I put down what I was doing – the till always had been right on the money – and brought some scotch tape over to him. He took the glasses off and held them out to me. His hands shook like a couple of maple leaves still on the branch in a late October breeze.

He brought a piece of glass up in his hand, and I could see it did match the piece of the lens that was missing. Miracle, when you think of what shape he was in and also that he could not see much without his glasses. “Legally blind,” he’d told me once.

“Coffee’ll be ready in a few minutes,” I told him.

He shook his head, no. “Couple a shots,” he said, pleading with his naked eyes.

I fastened the tape on and handed the glasses back to him. “Not perfect,” I apologized, “but maybe a little better for you.” He thanked me. “You buying?” I asked.

He again shook his head, no.

“You blew your whole check?”

With a shrug, he said he was sorry. “Kids in my pockets. Too.”

“Yesterday was the first of the month.”

“Mr. Wang.” He pointed out to the street and then motioned with his thumb to the left.

I nodded. The grocer cashed checks and held accounts for many of the people in the neighborhood, a banking function, which meant they were able to save back some money to buy groceries and spread out their booze and pill habits throughout the long month. They would go to Wang for “loans” against their accounts, and the grocery store made some money on a “service charge” which, more to Wang’s honor, was not exorbitant.
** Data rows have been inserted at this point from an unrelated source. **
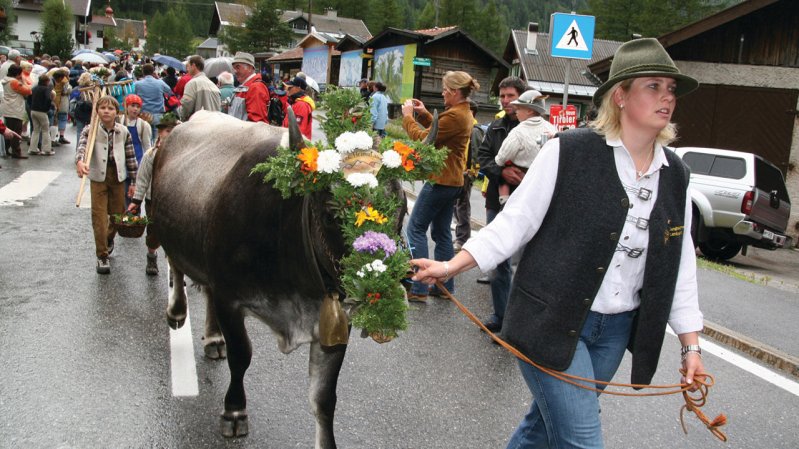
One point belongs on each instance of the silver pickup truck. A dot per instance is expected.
(739, 199)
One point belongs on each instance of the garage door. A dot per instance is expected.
(755, 120)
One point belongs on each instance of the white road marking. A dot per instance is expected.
(27, 186)
(746, 365)
(182, 363)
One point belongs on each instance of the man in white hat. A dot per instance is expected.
(524, 141)
(251, 100)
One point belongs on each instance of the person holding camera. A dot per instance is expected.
(524, 141)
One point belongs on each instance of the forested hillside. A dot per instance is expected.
(486, 20)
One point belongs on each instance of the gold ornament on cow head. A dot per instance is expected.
(358, 154)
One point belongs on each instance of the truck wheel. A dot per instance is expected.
(720, 248)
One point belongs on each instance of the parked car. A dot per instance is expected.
(739, 199)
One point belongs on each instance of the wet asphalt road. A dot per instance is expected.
(85, 362)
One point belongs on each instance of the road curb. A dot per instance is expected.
(760, 351)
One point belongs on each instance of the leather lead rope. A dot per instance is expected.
(693, 403)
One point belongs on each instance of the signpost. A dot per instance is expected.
(423, 62)
(563, 119)
(572, 37)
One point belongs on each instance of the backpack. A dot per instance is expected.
(171, 102)
(274, 112)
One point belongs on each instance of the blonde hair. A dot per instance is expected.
(461, 81)
(107, 100)
(608, 119)
(85, 79)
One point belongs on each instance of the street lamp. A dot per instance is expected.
(37, 42)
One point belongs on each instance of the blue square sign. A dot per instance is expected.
(571, 36)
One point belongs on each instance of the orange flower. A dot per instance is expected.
(402, 149)
(370, 214)
(308, 157)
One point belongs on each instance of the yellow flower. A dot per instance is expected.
(369, 214)
(308, 157)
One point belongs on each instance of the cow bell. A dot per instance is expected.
(333, 322)
(296, 141)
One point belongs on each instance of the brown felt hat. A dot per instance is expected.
(642, 58)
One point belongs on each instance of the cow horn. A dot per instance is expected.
(431, 136)
(296, 141)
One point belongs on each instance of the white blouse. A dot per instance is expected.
(619, 292)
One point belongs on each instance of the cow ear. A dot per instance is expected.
(296, 142)
(431, 136)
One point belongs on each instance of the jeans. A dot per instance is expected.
(500, 277)
(463, 211)
(156, 120)
(433, 209)
(79, 125)
(563, 416)
(62, 122)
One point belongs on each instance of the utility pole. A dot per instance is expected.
(310, 14)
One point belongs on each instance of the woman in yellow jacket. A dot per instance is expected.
(434, 205)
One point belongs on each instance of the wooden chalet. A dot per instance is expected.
(746, 58)
(547, 74)
(448, 48)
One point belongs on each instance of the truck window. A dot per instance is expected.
(699, 163)
(728, 167)
(768, 178)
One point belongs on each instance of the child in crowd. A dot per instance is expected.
(144, 187)
(525, 140)
(140, 132)
(41, 101)
(112, 160)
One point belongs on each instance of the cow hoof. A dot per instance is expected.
(215, 350)
(235, 424)
(175, 323)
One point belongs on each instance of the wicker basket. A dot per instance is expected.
(129, 230)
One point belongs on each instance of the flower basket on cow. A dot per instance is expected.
(130, 225)
(362, 177)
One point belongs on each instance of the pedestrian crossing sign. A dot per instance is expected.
(571, 35)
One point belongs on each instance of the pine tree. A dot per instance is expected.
(170, 33)
(261, 31)
(57, 22)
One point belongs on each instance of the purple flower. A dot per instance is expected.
(370, 242)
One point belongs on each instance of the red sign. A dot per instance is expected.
(563, 119)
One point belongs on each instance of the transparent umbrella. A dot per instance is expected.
(215, 66)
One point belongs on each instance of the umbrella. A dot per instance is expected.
(215, 66)
(91, 57)
(312, 83)
(170, 61)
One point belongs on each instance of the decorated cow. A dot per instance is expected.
(253, 250)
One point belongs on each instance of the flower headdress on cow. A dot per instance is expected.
(358, 170)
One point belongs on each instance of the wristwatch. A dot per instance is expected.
(690, 348)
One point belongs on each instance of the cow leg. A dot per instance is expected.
(178, 304)
(213, 341)
(231, 321)
(324, 367)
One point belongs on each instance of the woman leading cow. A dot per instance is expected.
(607, 261)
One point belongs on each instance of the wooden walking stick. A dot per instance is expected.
(94, 124)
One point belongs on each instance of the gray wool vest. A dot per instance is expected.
(564, 264)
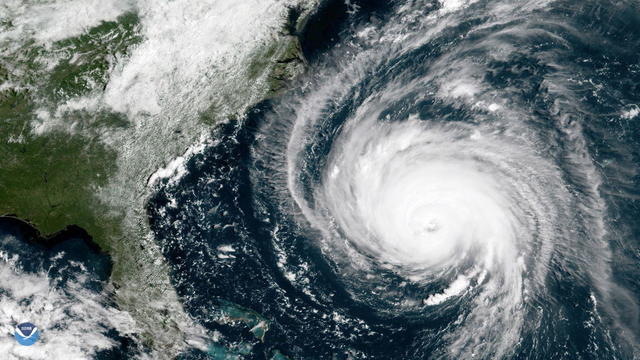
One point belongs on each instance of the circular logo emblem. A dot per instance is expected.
(27, 334)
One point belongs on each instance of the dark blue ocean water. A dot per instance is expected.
(231, 233)
(564, 77)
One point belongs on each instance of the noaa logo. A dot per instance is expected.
(27, 334)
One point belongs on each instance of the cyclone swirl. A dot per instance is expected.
(429, 191)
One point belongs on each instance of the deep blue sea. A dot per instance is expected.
(448, 180)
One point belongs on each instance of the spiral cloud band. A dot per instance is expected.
(442, 184)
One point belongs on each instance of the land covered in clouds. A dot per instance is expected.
(102, 100)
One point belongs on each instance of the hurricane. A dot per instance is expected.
(441, 184)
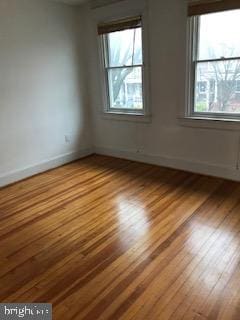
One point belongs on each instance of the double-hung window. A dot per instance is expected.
(121, 43)
(215, 61)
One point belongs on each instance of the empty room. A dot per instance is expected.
(120, 159)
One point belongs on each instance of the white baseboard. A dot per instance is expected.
(204, 168)
(55, 162)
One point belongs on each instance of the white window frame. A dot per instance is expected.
(193, 42)
(144, 115)
(105, 58)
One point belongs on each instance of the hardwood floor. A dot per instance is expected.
(105, 238)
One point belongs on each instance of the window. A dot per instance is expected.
(123, 65)
(215, 65)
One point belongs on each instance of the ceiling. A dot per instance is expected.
(72, 1)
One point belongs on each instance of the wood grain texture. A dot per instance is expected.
(105, 238)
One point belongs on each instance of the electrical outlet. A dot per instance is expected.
(67, 139)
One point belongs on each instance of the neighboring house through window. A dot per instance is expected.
(215, 65)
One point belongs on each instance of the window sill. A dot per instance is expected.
(210, 123)
(132, 117)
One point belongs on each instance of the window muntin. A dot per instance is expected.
(124, 70)
(216, 63)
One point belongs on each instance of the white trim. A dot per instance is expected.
(187, 116)
(215, 170)
(126, 117)
(117, 11)
(20, 174)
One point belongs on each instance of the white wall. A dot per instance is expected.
(43, 92)
(165, 140)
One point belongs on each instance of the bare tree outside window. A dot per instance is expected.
(124, 70)
(218, 63)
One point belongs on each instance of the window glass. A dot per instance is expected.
(219, 35)
(125, 48)
(217, 87)
(125, 88)
(217, 69)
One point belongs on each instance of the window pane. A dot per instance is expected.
(219, 35)
(125, 88)
(217, 87)
(125, 47)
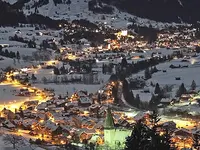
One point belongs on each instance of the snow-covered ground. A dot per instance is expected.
(79, 10)
(62, 89)
(22, 50)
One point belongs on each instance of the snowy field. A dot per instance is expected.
(21, 50)
(187, 75)
(10, 62)
(8, 98)
(79, 10)
(61, 89)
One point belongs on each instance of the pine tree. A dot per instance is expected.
(154, 118)
(157, 89)
(196, 141)
(17, 55)
(139, 137)
(147, 74)
(56, 71)
(137, 100)
(153, 102)
(193, 85)
(181, 90)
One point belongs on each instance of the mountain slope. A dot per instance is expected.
(78, 9)
(81, 9)
(161, 10)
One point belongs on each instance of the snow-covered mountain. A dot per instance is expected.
(79, 9)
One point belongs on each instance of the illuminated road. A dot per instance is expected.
(13, 103)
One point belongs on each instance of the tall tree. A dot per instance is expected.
(193, 85)
(181, 90)
(17, 55)
(147, 74)
(139, 137)
(137, 100)
(157, 89)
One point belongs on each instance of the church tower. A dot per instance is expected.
(109, 129)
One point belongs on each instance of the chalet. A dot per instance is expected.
(98, 139)
(185, 97)
(166, 101)
(170, 125)
(84, 101)
(182, 132)
(8, 114)
(8, 124)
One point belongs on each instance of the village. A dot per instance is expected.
(67, 90)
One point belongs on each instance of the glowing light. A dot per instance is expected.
(124, 33)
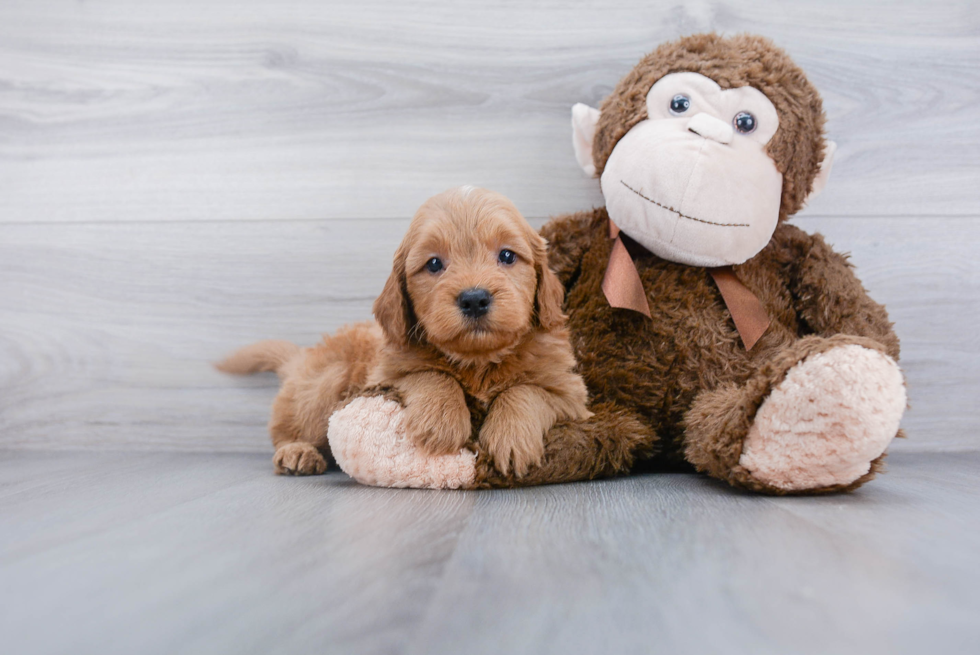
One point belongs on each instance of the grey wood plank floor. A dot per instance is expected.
(177, 552)
(250, 109)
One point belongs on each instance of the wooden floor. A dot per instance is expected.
(181, 177)
(183, 553)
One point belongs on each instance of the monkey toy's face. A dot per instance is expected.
(693, 182)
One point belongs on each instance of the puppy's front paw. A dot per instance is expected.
(298, 458)
(509, 440)
(438, 428)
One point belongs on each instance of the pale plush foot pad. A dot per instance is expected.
(368, 440)
(826, 421)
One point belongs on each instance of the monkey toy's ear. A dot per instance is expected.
(584, 120)
(820, 181)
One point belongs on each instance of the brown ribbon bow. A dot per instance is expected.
(624, 289)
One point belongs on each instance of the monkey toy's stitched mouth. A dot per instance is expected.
(671, 209)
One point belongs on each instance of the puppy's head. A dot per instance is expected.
(470, 277)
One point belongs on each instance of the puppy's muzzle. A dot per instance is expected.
(474, 303)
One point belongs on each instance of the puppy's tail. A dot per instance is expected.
(258, 357)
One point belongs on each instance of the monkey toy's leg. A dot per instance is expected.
(815, 418)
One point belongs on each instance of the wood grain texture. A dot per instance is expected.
(108, 330)
(245, 109)
(165, 553)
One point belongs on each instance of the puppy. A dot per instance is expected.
(469, 318)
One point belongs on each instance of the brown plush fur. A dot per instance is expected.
(513, 366)
(680, 388)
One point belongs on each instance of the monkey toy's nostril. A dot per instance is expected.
(709, 127)
(474, 303)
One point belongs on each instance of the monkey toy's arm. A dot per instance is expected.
(568, 238)
(831, 300)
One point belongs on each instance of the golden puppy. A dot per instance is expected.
(470, 316)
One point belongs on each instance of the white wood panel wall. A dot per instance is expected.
(179, 178)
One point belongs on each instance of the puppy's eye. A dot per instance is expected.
(679, 104)
(744, 122)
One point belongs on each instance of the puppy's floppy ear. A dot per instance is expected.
(550, 294)
(393, 308)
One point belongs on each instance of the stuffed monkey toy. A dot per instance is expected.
(711, 333)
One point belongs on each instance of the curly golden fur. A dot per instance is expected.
(510, 366)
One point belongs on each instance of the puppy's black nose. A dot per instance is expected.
(474, 303)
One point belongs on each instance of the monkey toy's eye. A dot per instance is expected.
(679, 104)
(744, 122)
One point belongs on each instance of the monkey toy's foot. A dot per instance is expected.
(367, 438)
(830, 417)
(822, 425)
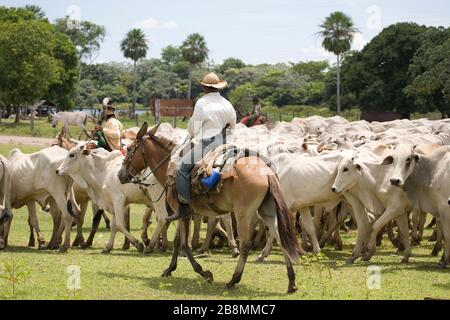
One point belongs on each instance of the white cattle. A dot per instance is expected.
(305, 182)
(96, 171)
(5, 207)
(34, 179)
(364, 180)
(426, 181)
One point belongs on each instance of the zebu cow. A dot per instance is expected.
(77, 118)
(363, 179)
(425, 177)
(316, 175)
(33, 179)
(96, 171)
(5, 186)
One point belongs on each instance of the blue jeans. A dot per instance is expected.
(183, 175)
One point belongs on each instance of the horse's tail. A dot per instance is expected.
(6, 213)
(289, 242)
(94, 119)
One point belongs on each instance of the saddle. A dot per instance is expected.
(220, 159)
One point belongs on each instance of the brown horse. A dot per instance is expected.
(252, 192)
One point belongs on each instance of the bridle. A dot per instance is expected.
(137, 178)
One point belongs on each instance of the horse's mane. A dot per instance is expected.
(164, 142)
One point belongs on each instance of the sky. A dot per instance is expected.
(256, 31)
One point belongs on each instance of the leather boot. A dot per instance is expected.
(184, 210)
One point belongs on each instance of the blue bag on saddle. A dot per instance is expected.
(211, 181)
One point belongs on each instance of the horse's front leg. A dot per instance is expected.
(176, 248)
(184, 236)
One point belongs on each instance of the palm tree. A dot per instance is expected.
(36, 10)
(337, 32)
(194, 51)
(134, 47)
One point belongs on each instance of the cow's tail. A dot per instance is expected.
(288, 238)
(6, 213)
(72, 206)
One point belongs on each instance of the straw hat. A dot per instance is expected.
(107, 102)
(213, 81)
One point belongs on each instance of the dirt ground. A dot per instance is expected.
(32, 141)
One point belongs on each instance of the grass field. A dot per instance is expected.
(44, 129)
(132, 275)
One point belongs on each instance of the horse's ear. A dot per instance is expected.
(142, 132)
(154, 129)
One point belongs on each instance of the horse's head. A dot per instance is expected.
(135, 160)
(54, 120)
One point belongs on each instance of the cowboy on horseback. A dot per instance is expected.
(108, 136)
(213, 114)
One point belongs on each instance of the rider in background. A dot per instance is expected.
(108, 137)
(254, 115)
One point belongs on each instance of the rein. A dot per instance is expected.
(139, 180)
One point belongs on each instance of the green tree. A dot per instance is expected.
(195, 51)
(171, 55)
(337, 33)
(312, 70)
(378, 75)
(37, 11)
(34, 59)
(134, 47)
(231, 63)
(87, 38)
(430, 72)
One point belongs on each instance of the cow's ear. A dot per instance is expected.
(142, 132)
(154, 129)
(387, 161)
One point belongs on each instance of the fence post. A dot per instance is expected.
(157, 110)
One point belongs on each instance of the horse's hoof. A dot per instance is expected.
(231, 285)
(259, 259)
(148, 250)
(235, 253)
(86, 245)
(435, 252)
(140, 247)
(207, 275)
(166, 274)
(63, 249)
(292, 289)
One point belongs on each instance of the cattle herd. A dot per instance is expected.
(380, 178)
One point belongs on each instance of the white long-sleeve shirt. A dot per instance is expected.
(211, 115)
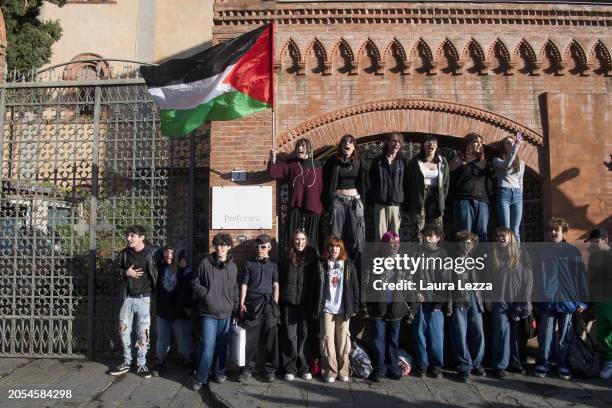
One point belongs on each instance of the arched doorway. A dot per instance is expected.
(371, 146)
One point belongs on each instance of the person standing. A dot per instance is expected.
(560, 286)
(336, 300)
(136, 269)
(387, 178)
(297, 270)
(427, 188)
(305, 177)
(472, 188)
(512, 302)
(259, 309)
(466, 309)
(173, 309)
(509, 171)
(215, 291)
(387, 315)
(346, 179)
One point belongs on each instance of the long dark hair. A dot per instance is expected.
(294, 256)
(469, 138)
(174, 265)
(421, 155)
(355, 155)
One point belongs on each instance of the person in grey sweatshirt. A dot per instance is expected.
(215, 289)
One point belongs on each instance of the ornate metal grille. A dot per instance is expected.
(369, 148)
(81, 161)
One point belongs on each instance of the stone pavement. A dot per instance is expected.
(92, 387)
(515, 391)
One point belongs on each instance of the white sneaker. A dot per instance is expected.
(606, 371)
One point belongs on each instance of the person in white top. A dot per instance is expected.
(509, 171)
(427, 180)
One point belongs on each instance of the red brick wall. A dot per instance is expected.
(495, 61)
(580, 143)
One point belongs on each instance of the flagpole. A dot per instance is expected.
(272, 85)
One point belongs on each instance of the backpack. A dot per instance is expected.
(361, 365)
(583, 355)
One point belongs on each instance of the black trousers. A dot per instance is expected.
(294, 339)
(262, 331)
(306, 220)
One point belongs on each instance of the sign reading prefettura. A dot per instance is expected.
(245, 207)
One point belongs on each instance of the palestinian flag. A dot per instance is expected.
(228, 81)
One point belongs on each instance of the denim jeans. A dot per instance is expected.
(182, 332)
(467, 337)
(546, 336)
(214, 339)
(386, 346)
(506, 341)
(471, 215)
(428, 331)
(509, 207)
(348, 222)
(141, 309)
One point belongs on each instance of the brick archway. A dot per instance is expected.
(413, 115)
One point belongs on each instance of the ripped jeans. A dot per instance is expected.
(141, 308)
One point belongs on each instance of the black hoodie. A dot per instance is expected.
(215, 287)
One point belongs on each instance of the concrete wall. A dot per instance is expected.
(146, 30)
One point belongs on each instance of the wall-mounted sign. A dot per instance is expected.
(248, 207)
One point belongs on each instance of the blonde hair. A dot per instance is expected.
(511, 253)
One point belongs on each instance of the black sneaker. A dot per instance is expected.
(195, 385)
(436, 372)
(517, 370)
(244, 376)
(120, 369)
(418, 372)
(143, 372)
(374, 377)
(159, 369)
(479, 371)
(500, 374)
(394, 376)
(219, 379)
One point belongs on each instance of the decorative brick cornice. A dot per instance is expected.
(393, 13)
(451, 108)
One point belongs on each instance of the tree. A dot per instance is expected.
(29, 39)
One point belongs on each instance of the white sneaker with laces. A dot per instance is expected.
(606, 371)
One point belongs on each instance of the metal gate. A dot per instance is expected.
(80, 161)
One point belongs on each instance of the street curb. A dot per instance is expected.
(217, 400)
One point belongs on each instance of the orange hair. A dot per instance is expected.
(334, 241)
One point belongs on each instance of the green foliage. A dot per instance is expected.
(29, 39)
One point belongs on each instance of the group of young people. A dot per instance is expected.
(311, 294)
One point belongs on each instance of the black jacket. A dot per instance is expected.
(295, 281)
(330, 177)
(215, 287)
(383, 190)
(350, 290)
(121, 265)
(415, 190)
(171, 305)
“Good. Smart of you,” I said to Lucien. I poured two shots of port and dug in my pocket for money to cover the cost. If he remembered, he’d flip me back some when he was flush again with a loan of his own money from Mr. Wang.

I saw Lucien reach for one of the glasses, but his hand shook so badly, I knew he would spill it all. This was a fairly usual event, not just for Lucien, in The Cove mornings. Men and women would dribble the first one down the shirt or blouse managing to get some of the calming but cursed liquid down their gullets. A couple shots more, and they steadied right out, and a few shots beyond those, and they were ready for another day on Pine Street.

I told him to hold very still. I lifted up the glass and poured half of it into his open mouth. I let him swallow which he did eagerly, and then I poured the rest. We went through the ritual one more time. “Now, coffee?” I asked. “Maybe a sausage?” I looked over at the new polish dogs I’d just spiked in the glassed rotisserie on the back bar. They were not cooked yet, but he could wait.

“Naw,” he said getting off the stool. “Gotta get my glasses fixed, got things to do.” He looked me straight in the face, which was a kind of thank you, really, and said, “Breakfast’s over.”